Agbakoba became the first President of CLO, with Nwankwo as the National Secretary. Other members such as Abdul Oroh, Richard Akinnola, Emmanuel Erakpotobor and Mike Ozekhome joined afterward, and membership grew rapidly. The early work was focused on police abuses and awaiting trial cases in the prisons. Its impact was immediate as it led to freedom for scores of wrongfully imprisoned people.

When CLO published its first annual report on human rights in Nigeria, in a widely publicized event that had the Founder of Amnesty International, Peter Benenson in attendance, the police found it so damning, the then Inspector-General of Police Muhammadu Gambo Jimeta ordered the arrest of the principal officers. They were freed without charges after five days. Yet it didn’t deter the organization from pursuing its goals and achieving some spectacular results, such as exposing the existence of the secret island prison – Ita Oko, off the coast of Lagos, set up by Olusegun Obasanjo’s military rule, and causing its closure.

Human rights Activists Beko Ransome-Kuti and Femi Falana were to set up the Lagos chapter of CLO but ended up setting up the Committee for the Defence of Human Rights. Nwankwo subsequently left CLO as well, to found the Constitutional Rights Project (CRP).

After his departure, there was an infusion of activists from the student union movement, drawn mainly from the National Association of Nigerian Students (NANS). These included Emma Ezeazu, a former NANS president who succeeded Nwankwo as national secretary, Chima Ubani, Lanre Ehonwa, Innocent Chukwuma and Ogaga Ifowodo.

Many of these Activists suffered stints in detention or physical attacks for their work. And it was largely due to their campaigns against military rule that democracy, though imperfect, was delivered to Nigeria in 1999. This created a crossroad for many activists, a dilemma some resolved by getting rewarded with political appointments, ostensibly in the hope of changing the system from within.

It was no doubt a defining moment for the human rights segment of Nigerian civil society groups.
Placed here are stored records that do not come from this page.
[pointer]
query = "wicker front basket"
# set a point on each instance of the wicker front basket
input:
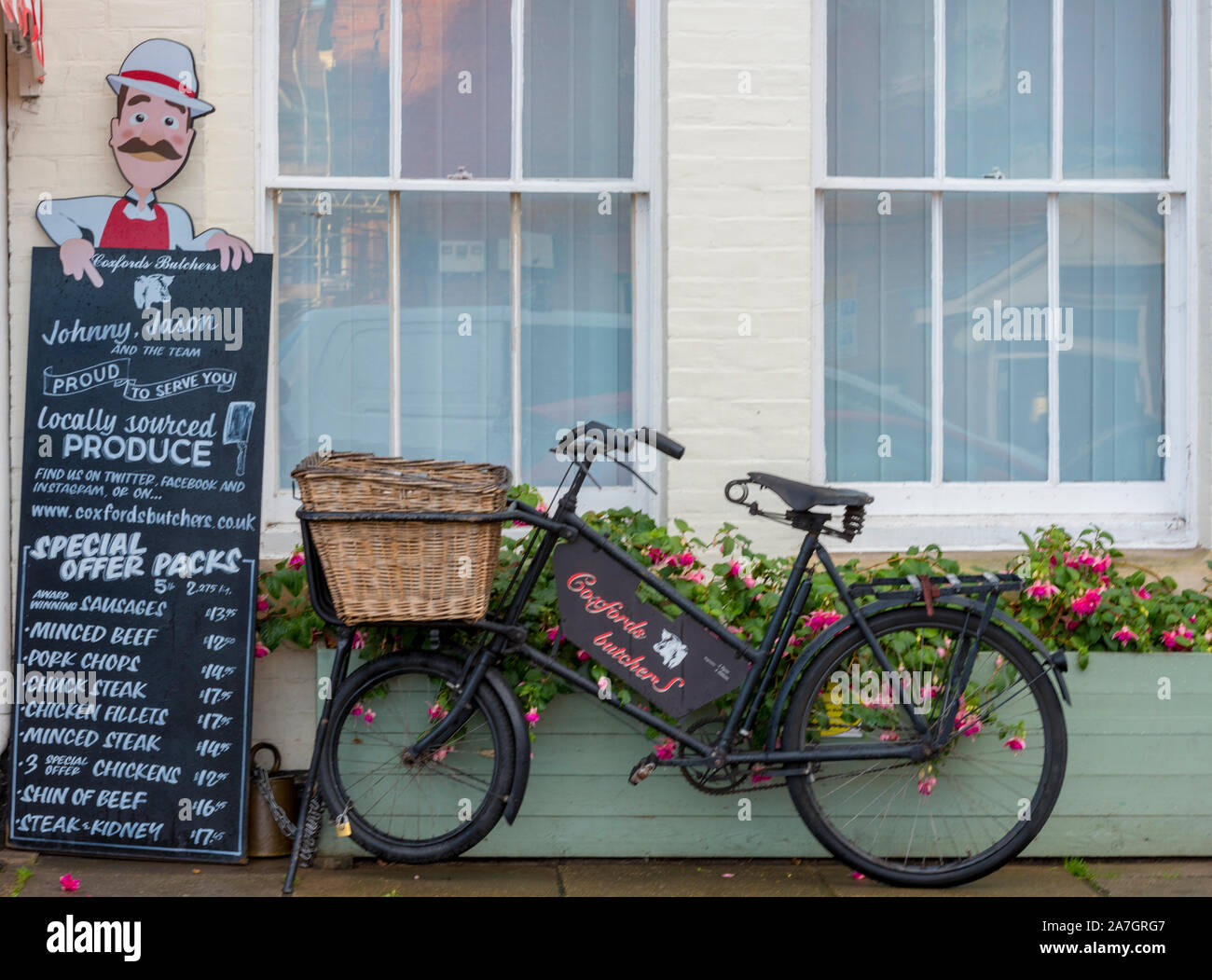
(404, 572)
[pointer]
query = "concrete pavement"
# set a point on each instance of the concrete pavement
(577, 878)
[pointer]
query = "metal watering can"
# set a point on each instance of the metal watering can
(273, 807)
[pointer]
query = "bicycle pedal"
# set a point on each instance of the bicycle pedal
(642, 770)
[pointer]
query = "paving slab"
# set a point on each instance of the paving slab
(1150, 878)
(695, 878)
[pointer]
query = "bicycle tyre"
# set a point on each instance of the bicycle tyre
(416, 811)
(833, 820)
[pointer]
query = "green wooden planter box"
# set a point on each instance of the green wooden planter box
(1138, 781)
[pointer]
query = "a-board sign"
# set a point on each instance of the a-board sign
(675, 665)
(137, 559)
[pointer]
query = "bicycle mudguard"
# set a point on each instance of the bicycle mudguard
(521, 742)
(1054, 662)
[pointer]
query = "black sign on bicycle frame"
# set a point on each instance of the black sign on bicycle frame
(677, 665)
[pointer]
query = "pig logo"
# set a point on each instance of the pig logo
(152, 290)
(673, 652)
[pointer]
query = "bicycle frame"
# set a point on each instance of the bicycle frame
(796, 591)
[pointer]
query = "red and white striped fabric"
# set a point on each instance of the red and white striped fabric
(27, 16)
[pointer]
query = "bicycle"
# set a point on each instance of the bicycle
(883, 729)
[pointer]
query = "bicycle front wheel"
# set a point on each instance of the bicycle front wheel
(425, 809)
(978, 799)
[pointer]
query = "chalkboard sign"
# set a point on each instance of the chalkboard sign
(137, 565)
(675, 665)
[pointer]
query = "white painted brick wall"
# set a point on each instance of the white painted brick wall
(739, 242)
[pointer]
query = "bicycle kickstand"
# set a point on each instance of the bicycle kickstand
(344, 643)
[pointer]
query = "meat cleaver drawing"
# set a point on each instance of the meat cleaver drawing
(237, 430)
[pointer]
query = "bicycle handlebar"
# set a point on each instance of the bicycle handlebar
(614, 438)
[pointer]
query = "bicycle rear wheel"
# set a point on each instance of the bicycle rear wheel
(416, 810)
(973, 805)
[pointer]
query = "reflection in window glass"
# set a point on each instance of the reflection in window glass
(999, 92)
(995, 334)
(1115, 64)
(1111, 395)
(881, 88)
(334, 351)
(576, 324)
(456, 88)
(334, 88)
(455, 379)
(580, 88)
(876, 319)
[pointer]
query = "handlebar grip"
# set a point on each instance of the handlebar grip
(662, 442)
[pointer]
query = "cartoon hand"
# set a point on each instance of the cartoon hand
(231, 250)
(76, 254)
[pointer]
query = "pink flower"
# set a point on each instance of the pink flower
(1177, 637)
(1039, 589)
(1087, 601)
(822, 619)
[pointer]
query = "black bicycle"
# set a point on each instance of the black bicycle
(920, 737)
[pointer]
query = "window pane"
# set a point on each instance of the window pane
(881, 88)
(1114, 88)
(995, 335)
(876, 336)
(455, 334)
(999, 99)
(332, 88)
(457, 90)
(334, 353)
(1111, 274)
(580, 88)
(576, 323)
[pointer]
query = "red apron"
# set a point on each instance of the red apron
(133, 233)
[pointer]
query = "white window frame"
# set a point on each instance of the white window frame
(1152, 513)
(645, 186)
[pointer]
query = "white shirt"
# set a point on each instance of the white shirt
(71, 217)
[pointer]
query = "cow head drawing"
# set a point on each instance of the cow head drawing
(673, 652)
(152, 290)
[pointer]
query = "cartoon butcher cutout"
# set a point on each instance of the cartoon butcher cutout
(150, 136)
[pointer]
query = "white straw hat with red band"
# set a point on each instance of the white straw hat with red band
(164, 68)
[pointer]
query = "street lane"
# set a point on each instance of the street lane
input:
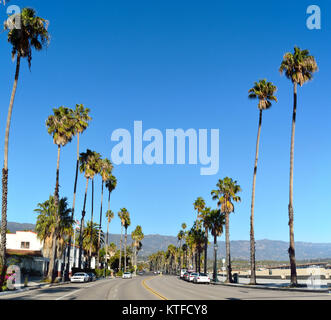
(173, 288)
(157, 288)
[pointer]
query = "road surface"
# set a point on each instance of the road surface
(157, 288)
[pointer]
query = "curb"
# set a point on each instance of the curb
(263, 287)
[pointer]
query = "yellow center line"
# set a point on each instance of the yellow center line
(151, 290)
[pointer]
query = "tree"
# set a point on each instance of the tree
(204, 217)
(106, 168)
(122, 214)
(80, 122)
(46, 225)
(109, 216)
(137, 236)
(60, 127)
(127, 223)
(32, 34)
(264, 91)
(90, 238)
(215, 221)
(88, 166)
(298, 67)
(225, 193)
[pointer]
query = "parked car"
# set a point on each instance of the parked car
(92, 276)
(202, 278)
(182, 272)
(80, 277)
(127, 275)
(192, 276)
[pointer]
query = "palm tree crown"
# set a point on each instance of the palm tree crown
(31, 34)
(264, 91)
(299, 66)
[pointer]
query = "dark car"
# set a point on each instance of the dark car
(92, 276)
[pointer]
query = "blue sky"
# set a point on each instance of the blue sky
(175, 64)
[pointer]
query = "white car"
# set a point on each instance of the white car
(192, 276)
(127, 275)
(182, 272)
(201, 278)
(80, 277)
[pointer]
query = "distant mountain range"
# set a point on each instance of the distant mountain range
(265, 249)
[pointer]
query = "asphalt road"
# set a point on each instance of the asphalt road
(157, 288)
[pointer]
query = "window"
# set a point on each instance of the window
(25, 245)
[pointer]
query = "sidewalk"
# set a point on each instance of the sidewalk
(277, 284)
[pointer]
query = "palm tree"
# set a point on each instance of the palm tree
(204, 217)
(109, 216)
(106, 168)
(90, 238)
(127, 223)
(88, 165)
(47, 223)
(137, 236)
(225, 193)
(180, 237)
(31, 35)
(215, 221)
(122, 214)
(298, 67)
(80, 121)
(59, 126)
(264, 91)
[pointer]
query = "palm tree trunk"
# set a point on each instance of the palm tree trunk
(228, 256)
(206, 248)
(82, 228)
(99, 237)
(291, 249)
(91, 244)
(51, 271)
(73, 211)
(3, 260)
(126, 236)
(215, 259)
(120, 261)
(252, 238)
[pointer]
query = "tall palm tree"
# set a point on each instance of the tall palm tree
(110, 217)
(226, 192)
(137, 236)
(180, 237)
(59, 126)
(264, 92)
(46, 223)
(88, 166)
(127, 223)
(106, 168)
(90, 238)
(32, 34)
(80, 122)
(215, 221)
(122, 214)
(298, 67)
(204, 217)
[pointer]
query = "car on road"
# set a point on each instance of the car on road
(127, 275)
(80, 277)
(92, 276)
(182, 272)
(191, 276)
(202, 278)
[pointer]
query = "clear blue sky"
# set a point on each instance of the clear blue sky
(175, 64)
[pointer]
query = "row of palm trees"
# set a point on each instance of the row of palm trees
(32, 34)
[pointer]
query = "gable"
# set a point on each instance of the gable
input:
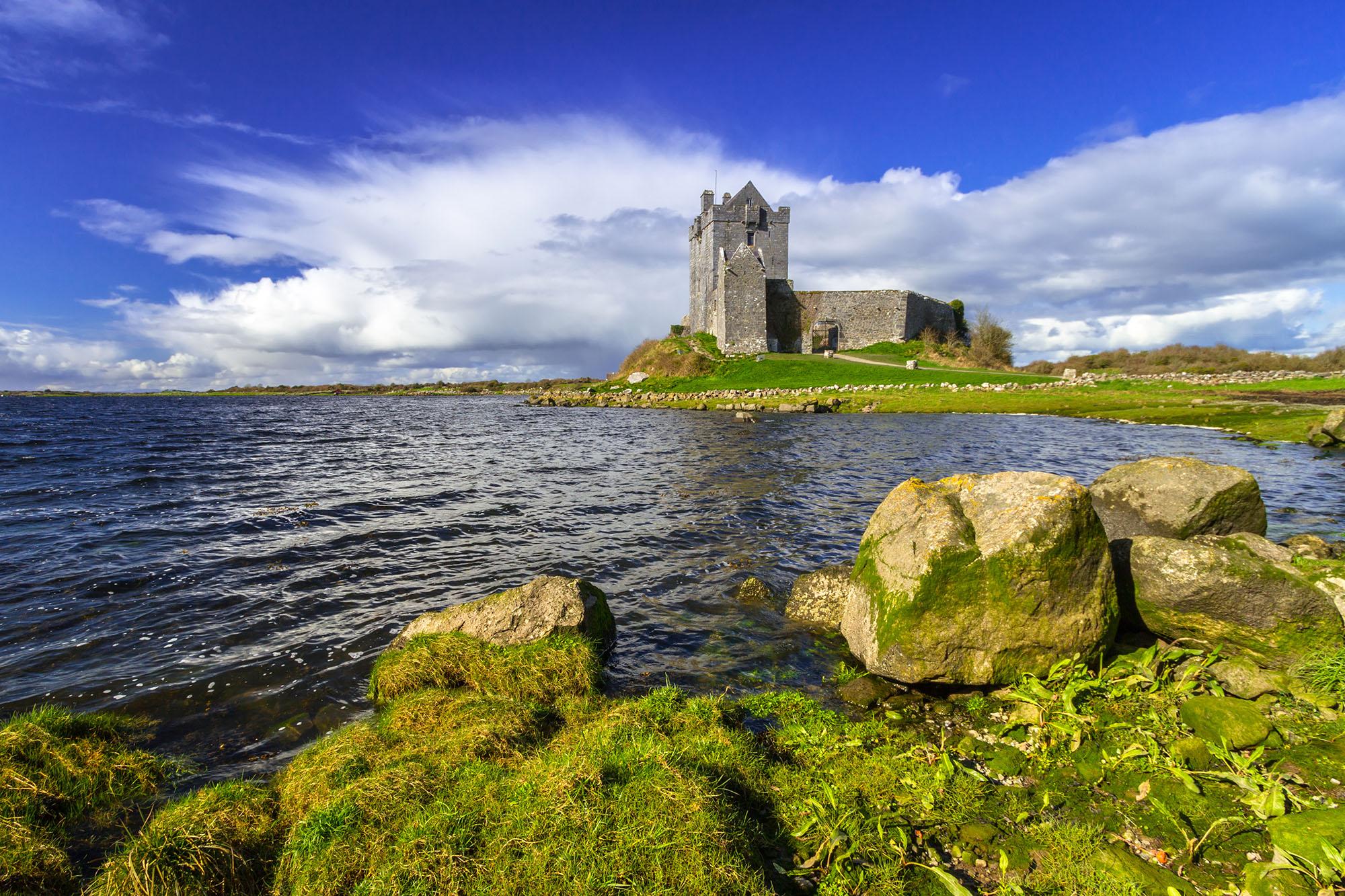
(748, 194)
It is noteworthy that while the early stage of the movement was defined by campaigns that were largely political in nature (protests, denunciation, litigation, etc.), the second phase has seen more specifically targeted interventions, such as those focused on changing policy or legislations, often achieved through engagement and awareness creation than otherwise. The field remains continually evolving and it would be right to expect that more changes and innovative approaches to addressing these and other issues will emerge.